This unconventional fight has deeply strained our nation's military core and resources. Congress and President Bush must confront the manpower crisis and the threat it poses to preparedness and national security. The core of this country's readiness – the men and women in uniform – must be restored as smartly and quickly as possible.

Postponing this major overhaul only kicks the problem down the road. Politicians in Washington must address this before the next war – for surely there will be one.

It's time to listen to military leaders like Army Gen. Peter J. Schoomaker, who recently held back a 2008 budget plan because he believes it didn't provide enough resources to perform its mission in Iraq and meet other worldwide commitments. That move probably did little for the general's career, but it is the dose of reality that Washington needs.

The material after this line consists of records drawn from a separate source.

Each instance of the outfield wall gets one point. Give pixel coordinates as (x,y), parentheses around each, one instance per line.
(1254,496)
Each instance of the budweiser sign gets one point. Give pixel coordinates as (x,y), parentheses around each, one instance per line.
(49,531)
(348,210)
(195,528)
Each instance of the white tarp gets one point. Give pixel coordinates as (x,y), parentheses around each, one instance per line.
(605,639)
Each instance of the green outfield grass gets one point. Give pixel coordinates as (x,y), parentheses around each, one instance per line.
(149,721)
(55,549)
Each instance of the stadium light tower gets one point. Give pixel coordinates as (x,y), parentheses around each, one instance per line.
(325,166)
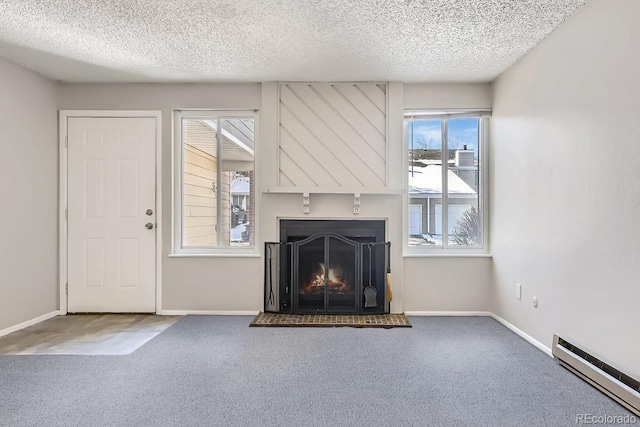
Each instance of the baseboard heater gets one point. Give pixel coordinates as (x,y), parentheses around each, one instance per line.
(598,372)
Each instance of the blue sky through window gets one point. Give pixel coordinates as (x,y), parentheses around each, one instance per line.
(427,134)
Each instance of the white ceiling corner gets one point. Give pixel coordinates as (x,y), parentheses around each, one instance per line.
(275,40)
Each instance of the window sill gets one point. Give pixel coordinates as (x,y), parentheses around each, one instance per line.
(217,255)
(446,255)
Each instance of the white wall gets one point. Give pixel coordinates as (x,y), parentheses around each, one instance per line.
(236,283)
(566,199)
(188,283)
(451,283)
(29,194)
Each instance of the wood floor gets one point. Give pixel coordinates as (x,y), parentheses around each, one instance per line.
(87,334)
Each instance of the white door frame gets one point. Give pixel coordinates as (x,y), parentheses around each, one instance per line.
(63,197)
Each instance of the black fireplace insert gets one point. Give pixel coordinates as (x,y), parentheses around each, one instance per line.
(327,266)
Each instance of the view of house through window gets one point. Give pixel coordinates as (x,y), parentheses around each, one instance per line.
(218,186)
(444,164)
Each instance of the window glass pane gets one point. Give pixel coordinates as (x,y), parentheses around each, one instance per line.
(238,193)
(200,170)
(425,181)
(463,213)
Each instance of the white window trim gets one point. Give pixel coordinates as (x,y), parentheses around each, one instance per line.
(177,184)
(439,251)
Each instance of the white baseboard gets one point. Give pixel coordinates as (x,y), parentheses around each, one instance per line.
(207,313)
(448,313)
(28,323)
(524,335)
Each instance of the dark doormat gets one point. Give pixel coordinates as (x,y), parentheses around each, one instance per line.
(331,320)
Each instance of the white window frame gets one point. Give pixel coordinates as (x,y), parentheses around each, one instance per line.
(444,250)
(178,250)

Unless things unexpectedly improve in Iraq, the Pentagon forecasts needed troop levels at about 144,000 through year's end. Any call for more troops ignores the obvious. We have gotten ourselves into such a bind that we can't send more without compromising vital military readiness elsewhere.

The Army has provided about 102,000 of the U.S. troops in Iraq and 16,000 of the 21,000 troops in Afghanistan. Many of these soldiers face second and third deployments. Two brigades recently had their scheduled departure dates from Iraq delayed.

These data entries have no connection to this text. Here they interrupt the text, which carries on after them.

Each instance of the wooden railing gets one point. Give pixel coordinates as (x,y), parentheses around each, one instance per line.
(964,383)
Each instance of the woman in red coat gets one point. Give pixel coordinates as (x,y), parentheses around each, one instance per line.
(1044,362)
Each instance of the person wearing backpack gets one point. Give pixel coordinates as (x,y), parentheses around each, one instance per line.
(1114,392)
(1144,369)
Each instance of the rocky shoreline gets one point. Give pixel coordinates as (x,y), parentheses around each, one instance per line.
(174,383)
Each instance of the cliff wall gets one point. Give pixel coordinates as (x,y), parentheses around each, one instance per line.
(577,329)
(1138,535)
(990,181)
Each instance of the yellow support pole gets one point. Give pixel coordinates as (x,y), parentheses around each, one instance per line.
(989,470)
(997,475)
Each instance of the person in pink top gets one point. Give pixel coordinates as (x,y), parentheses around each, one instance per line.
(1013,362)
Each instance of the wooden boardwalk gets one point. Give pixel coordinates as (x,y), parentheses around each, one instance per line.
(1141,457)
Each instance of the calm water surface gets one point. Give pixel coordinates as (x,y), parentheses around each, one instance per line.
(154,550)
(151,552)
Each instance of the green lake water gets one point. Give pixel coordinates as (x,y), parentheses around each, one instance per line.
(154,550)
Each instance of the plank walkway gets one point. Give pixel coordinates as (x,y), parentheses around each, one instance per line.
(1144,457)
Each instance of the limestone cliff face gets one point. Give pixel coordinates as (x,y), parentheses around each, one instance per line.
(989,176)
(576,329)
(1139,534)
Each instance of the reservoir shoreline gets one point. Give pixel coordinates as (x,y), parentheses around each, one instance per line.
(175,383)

The Army National Guard and Reserves face the same manpower and overdeployment issues. Additionally, equipment needed to train yet-to-be-deployed reserve units is being used – and destroyed – in Iraq, which exacerbates the training and readiness gap at home.

Some analysts contend that the Army needs to add as many as 100,000 troops to its 505,000 active-duty force to meet current commitments and future threats. For an all-volunteer force, that is a decade-long effort – not a fix for the immediate crisis in Iraq.

As this war drains resources at a troubling rate, we now have an even tougher rebuilding program ahead, one that will demand serious sacrifice by government and the people.

The elements of that sacrifice – whether a tax increase, a draft or some other drastic measure – are unpalatable topics headed into an election.

But we can't ignore them. Whatever problems the military faces today, we only compound them by dithering before the next big crisis. We must rebuild now.